Scenario: Exploration of an Unknown Environment by a Robot Swarm
The application scenario can be summarized as disaster recovery. We imagine that a disaster happened, such as the catastrophic failure of a nuclear plant, or a major fire in a large building. We also imagine that an activity of search-and-rescue must be performed. For instance, people may be trapped inside the building and they must be found and brought to safety. Given the high danger of operating in such environment, it is realistic to think that an ensemble of robots could be used to perform the most dangerous activities. Among these activities, two are the focus of our attention: exploring the environment and finding targets to rescue.
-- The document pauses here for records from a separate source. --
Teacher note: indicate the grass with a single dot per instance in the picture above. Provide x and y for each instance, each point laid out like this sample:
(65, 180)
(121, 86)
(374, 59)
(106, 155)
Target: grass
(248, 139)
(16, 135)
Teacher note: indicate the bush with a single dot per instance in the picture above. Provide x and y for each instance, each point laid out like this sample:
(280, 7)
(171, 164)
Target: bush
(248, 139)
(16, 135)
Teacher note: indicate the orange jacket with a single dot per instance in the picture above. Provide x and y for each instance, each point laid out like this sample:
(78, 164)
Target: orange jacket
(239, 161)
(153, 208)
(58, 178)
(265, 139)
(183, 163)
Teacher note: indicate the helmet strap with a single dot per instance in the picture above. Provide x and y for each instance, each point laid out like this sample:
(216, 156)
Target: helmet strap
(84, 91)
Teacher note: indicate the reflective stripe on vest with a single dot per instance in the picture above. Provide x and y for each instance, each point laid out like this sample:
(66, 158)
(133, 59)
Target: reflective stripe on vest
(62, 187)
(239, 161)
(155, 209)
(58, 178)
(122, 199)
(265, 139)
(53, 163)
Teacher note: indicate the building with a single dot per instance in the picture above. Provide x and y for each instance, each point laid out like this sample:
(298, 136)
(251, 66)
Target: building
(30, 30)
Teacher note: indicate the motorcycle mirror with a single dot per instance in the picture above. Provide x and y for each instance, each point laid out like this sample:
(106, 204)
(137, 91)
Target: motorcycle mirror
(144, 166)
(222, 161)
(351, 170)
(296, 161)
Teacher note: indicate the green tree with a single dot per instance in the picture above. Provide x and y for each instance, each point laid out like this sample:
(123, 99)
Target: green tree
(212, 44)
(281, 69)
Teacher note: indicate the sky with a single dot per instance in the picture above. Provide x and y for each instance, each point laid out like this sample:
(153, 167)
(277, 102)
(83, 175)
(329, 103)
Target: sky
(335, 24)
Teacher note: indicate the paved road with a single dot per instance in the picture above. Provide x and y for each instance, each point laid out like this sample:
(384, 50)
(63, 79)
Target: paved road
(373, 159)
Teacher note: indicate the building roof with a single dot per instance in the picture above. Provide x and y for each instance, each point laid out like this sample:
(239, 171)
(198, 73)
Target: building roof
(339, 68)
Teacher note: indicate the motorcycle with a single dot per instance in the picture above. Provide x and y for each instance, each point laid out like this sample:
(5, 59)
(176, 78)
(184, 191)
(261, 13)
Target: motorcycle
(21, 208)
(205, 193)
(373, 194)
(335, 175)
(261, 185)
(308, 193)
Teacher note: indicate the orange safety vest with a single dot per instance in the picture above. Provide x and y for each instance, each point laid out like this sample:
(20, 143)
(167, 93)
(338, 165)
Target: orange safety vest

The environment is a large rectangular area structured by several walls. The victims to find are scattered throughout the environment. For the purposes of the ASCENS project, there was no real need to design a specific object to be retrieved. Thus, we used a robot that we suppose unable to move. The explorer robots are initially deployed in the gray deployment area.
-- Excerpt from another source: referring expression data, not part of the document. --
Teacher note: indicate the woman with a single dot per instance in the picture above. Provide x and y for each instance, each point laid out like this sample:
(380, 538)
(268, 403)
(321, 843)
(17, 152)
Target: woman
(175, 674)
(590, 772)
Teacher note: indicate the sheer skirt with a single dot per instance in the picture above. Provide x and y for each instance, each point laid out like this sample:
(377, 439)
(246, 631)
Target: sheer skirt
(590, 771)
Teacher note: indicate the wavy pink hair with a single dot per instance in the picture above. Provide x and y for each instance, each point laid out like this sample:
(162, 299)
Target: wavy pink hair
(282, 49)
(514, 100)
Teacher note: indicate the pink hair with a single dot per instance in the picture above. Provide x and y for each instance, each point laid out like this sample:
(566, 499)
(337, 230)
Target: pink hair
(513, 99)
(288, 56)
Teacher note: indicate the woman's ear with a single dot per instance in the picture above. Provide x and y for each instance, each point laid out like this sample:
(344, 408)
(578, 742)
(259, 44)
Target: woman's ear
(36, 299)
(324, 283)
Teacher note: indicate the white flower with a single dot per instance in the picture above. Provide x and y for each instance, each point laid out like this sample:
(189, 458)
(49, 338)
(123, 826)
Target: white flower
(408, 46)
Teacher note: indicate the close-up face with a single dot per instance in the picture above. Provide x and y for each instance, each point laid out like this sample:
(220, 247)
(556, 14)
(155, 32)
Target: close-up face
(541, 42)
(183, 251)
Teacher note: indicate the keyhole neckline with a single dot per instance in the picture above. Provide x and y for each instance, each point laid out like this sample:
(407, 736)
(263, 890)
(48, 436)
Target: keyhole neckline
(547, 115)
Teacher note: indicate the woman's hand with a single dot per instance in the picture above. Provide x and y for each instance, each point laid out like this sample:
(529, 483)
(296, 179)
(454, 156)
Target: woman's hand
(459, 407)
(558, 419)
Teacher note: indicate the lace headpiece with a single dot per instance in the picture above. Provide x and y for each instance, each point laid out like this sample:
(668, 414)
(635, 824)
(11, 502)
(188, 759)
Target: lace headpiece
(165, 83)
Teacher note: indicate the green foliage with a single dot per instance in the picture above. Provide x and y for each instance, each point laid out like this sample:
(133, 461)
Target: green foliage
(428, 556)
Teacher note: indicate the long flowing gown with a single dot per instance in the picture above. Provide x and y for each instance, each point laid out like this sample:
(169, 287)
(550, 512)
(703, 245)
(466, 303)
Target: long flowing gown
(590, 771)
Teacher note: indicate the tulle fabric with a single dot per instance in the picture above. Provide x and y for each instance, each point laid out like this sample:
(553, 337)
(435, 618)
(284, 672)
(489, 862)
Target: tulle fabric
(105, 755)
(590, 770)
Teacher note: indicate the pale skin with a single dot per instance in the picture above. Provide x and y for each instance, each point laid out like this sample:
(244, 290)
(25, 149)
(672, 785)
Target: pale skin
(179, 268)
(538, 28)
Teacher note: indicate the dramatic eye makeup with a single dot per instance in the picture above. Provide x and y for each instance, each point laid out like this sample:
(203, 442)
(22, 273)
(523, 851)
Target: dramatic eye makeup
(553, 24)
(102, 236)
A Fully Distributed Solution
We present a fully distributed algorithm for collective exploration. The algorithm works under the assumption that the robots are initially unaware of the whereabouts of the victims and of the structure of the environment. The concepts of awareness and adaptation play a fundamental role in this application.
In terms of awareness, the most important requirement is that the ensemble as a whole is capable of representing the current knowledge regarding the structure of the environment. The ultimate purpose of exploration is to allow a second set of robots, the rescuers, to reach the victims that need assistance.
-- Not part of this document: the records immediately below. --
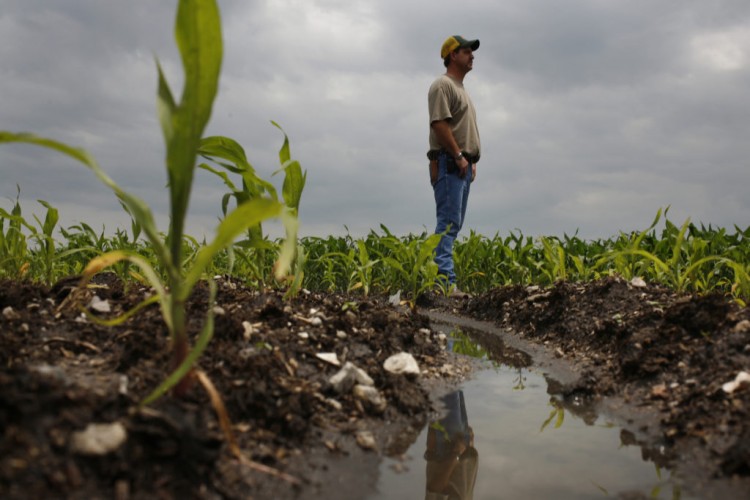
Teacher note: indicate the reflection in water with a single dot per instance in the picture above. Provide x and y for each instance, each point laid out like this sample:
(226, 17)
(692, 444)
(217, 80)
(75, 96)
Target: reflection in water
(452, 460)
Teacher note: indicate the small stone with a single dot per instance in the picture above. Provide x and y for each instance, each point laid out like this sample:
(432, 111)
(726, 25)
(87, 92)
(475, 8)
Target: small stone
(371, 396)
(366, 440)
(742, 380)
(99, 305)
(638, 282)
(248, 330)
(99, 439)
(401, 363)
(328, 357)
(345, 379)
(10, 314)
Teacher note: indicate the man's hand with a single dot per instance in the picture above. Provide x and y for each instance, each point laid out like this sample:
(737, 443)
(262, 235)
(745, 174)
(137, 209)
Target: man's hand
(433, 172)
(463, 167)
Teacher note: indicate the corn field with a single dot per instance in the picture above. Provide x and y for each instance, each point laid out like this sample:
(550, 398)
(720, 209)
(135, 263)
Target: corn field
(687, 258)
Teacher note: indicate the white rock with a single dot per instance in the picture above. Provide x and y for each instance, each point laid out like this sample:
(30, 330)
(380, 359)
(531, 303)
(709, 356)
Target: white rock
(345, 379)
(99, 305)
(248, 330)
(10, 314)
(402, 362)
(98, 439)
(638, 282)
(366, 440)
(329, 357)
(742, 378)
(371, 396)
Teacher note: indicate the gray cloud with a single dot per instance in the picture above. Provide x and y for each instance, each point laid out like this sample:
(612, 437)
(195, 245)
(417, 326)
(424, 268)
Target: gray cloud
(593, 114)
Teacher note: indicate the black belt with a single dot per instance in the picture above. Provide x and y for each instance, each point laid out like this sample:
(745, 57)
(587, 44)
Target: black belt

To achieve this result, one could endow each robot with an algorithm for simultaneous localization and mapping (SLAM) and let the robots integrate each others' maps through communication. With this approach, the representation of the whole environment is a composition of the individual representations of each robot. While this approach is effective, it requires adequate sensing and computation capabilities on the robots. Moreover, this approach does not target the intrinsically distributed nature of the systems we studied throughout the project---in principle, a robot could solve the exploration task alone, given sufficient time and resources.
In this section we focus on an alternative solution, in which the robots construct a coherent collective representation of the environment without requiring SLAM capabilities. In terms of awareness, this algorithm demonstrates how little (or even zero) individual awareness can result in effective and coherent ensemble awareness.
The core idea behind the algorithm is to employ the robots as landmarks. A landmark robot occupies a specific location of the environment and maintains communication with a number of immediate neighboring landmarks. Upon receipt of a request for direction to a specific victim by a wandering robot, two situations can occur:
- The landmark can see the victim directly: in this case, the landmark sends the direction to the victim;
- The landmark cannot see the victim: in this case, the landmark propagates the request to its neighbors, and then picks the shortest suggested path
A diagrammatic representation of the algorithm is reported in the following figure, while the main phases of a typical execution of this behavior are illustrated in the subsequent snapshots of a simulation executed with the ARGoS simulator. The code itself is available here.
Phase 1: The first explorer exits the nest and becomes a stable landmark.
Phase 2: The other robots exit the nest.
Phase 3: The explorers navigate the environment, occasionally becoming stable landmarks.
Phase 4: Explorers that are close to a victim become victim landmarks.